Now let’s look back at what we have and think again about what we’ve just said. There’s no radical difference between compiler-supported futures and compiler-supported coroutines. What does that mean?
That means that, realistically, we don’t need to break everything. The code that exists today either builds futures with combinators, or passes them directly to a executor, or implements futures manually. The first two cases don’t actually need any changes to work with a different cancellation model.
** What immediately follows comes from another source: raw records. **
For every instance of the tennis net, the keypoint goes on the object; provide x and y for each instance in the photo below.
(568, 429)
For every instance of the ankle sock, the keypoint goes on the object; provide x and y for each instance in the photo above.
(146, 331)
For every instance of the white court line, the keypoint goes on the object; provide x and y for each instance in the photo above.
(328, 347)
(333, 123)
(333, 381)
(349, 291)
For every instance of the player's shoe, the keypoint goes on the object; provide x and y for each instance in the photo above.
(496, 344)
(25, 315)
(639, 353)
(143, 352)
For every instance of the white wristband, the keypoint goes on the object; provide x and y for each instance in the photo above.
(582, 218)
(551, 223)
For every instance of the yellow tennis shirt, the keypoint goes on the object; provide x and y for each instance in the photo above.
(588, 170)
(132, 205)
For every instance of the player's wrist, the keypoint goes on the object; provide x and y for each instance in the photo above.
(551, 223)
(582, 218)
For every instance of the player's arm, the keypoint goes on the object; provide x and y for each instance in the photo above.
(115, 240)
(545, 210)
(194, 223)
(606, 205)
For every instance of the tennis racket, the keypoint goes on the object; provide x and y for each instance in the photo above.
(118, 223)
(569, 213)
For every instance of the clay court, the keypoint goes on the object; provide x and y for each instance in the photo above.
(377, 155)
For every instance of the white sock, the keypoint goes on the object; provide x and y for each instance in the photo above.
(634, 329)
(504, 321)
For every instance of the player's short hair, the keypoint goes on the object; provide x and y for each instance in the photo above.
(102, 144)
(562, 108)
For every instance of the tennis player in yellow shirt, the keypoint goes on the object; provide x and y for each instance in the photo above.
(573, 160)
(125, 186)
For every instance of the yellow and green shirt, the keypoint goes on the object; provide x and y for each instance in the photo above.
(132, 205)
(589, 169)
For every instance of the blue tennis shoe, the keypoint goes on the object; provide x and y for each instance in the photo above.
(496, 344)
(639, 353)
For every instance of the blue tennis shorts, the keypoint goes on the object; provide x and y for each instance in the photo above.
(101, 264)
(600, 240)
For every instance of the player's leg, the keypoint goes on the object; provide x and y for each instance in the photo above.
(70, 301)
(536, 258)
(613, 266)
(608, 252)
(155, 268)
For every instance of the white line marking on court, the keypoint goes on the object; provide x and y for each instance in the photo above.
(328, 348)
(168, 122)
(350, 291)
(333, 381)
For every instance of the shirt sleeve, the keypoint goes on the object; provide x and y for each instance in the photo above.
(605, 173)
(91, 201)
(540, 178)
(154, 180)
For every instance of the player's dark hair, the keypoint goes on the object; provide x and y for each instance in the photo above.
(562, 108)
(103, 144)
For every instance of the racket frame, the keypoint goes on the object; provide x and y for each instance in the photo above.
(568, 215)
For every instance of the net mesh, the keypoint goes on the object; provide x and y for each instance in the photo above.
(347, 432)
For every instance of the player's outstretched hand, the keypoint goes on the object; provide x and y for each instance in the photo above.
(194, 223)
The parts that would need changes are executor implementations, combinator implementations for the combinators that can drop an incomplete future, and the manually-implemented futures (primarily the ones that actually do drop any child futures before completion), as these are the only places that influence the run-to-completion versus run-while-polled difference in semantics. The leaf futures also need to change to be taught about the “cancellation pending” flag, but they are manually-implemented too, so they are already on this list.